On Thursday, three Chinese ships allegedly violated Vietnam’s territorial sovereignty by entering its waters. The ships deliberately cut the cables of a Vietnamese survey ship, compromising the operations conducted by Petro Vietnam. The action comes on top of a series of “invasions” by Chinese ships in extra-territorial waters.
The episode occurred about 120 kilometres off the south-central coast of Vietnam, about 600 kilometres south of the Chinese island of Hainan.
Beijing has rejected the accusations, blaming instead Vietnam for the incident on the weekend. The Chinese government holds Vietnam responsible for the incident, saying its oil and gas operations "undermined China's interests and jurisdictional rights".
Among Asia-Pacific nations, China has the largest maritime claim, including the Spratly and Paracel Islands (see “Tokyo and Hanoi to challenge Chinese sovereignty in the East/South East China Sea,” in AsiaNews, 7 May 2010).
Chinese hegemony is strategic, aiming at controlling trade and raw materials.
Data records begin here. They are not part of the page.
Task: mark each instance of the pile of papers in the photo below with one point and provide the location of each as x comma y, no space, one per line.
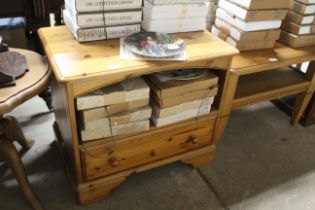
91,20
176,100
298,29
118,109
171,16
250,24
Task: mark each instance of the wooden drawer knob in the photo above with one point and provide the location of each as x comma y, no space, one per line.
192,139
114,161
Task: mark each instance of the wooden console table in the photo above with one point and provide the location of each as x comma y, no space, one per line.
82,68
264,75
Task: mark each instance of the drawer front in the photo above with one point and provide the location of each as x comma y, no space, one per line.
146,148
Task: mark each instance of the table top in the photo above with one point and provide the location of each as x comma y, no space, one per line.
73,61
31,84
280,55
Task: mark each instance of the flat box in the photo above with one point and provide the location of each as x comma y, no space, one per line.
307,1
244,46
174,10
126,91
227,29
262,4
297,41
101,112
200,104
202,109
252,15
97,5
300,19
175,25
165,87
105,132
185,97
98,33
302,8
108,18
118,119
247,26
163,2
298,29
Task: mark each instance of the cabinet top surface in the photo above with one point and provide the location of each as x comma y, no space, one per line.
73,61
280,53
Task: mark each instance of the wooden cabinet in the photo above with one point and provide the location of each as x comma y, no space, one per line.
96,167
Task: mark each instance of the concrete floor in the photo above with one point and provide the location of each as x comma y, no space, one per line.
263,163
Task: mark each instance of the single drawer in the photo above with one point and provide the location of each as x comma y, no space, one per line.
145,148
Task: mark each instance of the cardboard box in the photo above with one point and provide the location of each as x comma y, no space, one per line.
302,8
300,19
298,29
118,119
104,132
246,45
307,1
252,15
101,112
247,26
126,91
201,104
225,29
293,40
203,109
262,4
185,97
164,86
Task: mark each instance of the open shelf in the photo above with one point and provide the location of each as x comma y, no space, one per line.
268,85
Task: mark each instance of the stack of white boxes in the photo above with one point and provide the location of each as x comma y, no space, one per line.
91,20
213,6
176,100
299,25
118,109
250,24
171,16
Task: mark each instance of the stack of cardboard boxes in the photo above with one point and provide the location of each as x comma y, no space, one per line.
171,16
250,24
91,20
118,109
176,100
299,26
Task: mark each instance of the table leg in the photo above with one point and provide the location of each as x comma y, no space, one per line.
304,98
11,157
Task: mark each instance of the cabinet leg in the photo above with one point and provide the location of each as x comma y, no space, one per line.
11,156
98,190
302,101
205,159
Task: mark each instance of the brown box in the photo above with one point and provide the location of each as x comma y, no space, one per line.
126,91
297,41
300,19
101,112
118,119
260,4
170,87
105,132
301,8
184,97
242,36
298,29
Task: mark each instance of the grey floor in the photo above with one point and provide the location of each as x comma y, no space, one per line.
263,163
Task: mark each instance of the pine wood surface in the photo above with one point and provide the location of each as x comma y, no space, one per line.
71,60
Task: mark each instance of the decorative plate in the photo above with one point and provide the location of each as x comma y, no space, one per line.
152,44
187,74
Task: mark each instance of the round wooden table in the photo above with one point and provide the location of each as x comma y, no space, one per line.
31,84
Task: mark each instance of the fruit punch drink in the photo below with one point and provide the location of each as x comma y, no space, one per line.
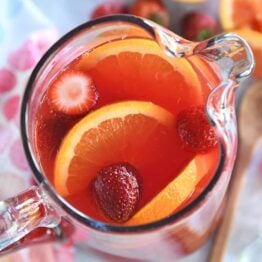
123,135
115,123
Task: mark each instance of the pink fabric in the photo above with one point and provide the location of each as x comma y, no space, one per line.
13,77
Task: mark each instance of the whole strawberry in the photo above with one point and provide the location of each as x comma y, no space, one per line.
198,26
109,8
117,191
151,9
194,130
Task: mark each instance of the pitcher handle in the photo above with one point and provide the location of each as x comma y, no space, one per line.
24,213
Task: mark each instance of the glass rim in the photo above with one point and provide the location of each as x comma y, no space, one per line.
47,186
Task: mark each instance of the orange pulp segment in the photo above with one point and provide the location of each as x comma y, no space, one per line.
138,69
178,191
140,133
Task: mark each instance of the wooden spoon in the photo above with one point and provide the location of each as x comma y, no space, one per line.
250,131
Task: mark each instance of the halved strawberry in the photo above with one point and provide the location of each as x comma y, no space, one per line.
73,93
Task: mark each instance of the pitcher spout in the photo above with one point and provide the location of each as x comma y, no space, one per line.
230,53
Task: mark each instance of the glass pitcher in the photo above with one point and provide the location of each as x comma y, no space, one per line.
41,214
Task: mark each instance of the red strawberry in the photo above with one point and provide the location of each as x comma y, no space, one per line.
194,129
117,191
109,8
73,93
151,9
198,26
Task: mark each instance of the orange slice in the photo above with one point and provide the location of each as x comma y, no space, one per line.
138,69
140,133
169,199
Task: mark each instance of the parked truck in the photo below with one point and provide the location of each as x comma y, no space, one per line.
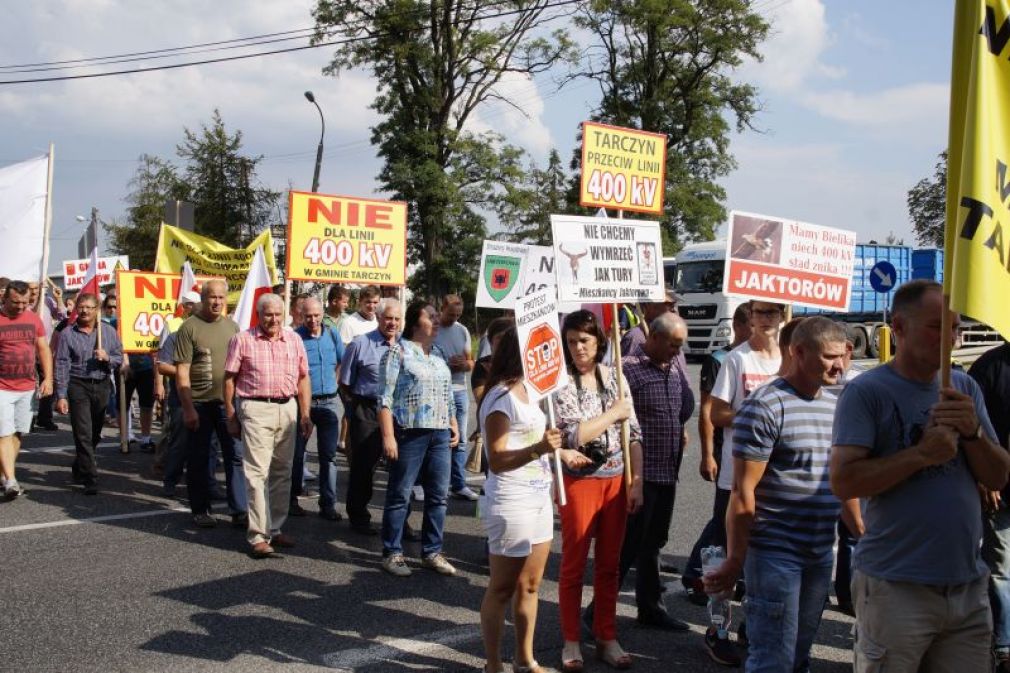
697,279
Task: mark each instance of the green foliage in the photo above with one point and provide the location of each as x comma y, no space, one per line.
526,207
156,182
665,66
230,206
436,63
927,206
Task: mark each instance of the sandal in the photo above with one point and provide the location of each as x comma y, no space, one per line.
572,658
611,654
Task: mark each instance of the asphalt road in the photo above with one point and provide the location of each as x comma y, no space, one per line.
123,581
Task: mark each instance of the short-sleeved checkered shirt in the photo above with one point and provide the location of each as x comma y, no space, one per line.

Vietnam, the Philippines, Malaysia, Brunei and Taiwan are lined up against China’s expansionist designs, backed by the United States, which shares their interests.
In Ho Chi Minh City, many residents who spoke to AsiaNews accuse China “of evil actions aimed at invading Vietnam and threatening the peace among the nations of the region, including the Philippines, Malaysia, Japan, India and Australia”.
Many Vietnamese are in fact upset by what they describe as the “greed of an atheistic Communist nation”.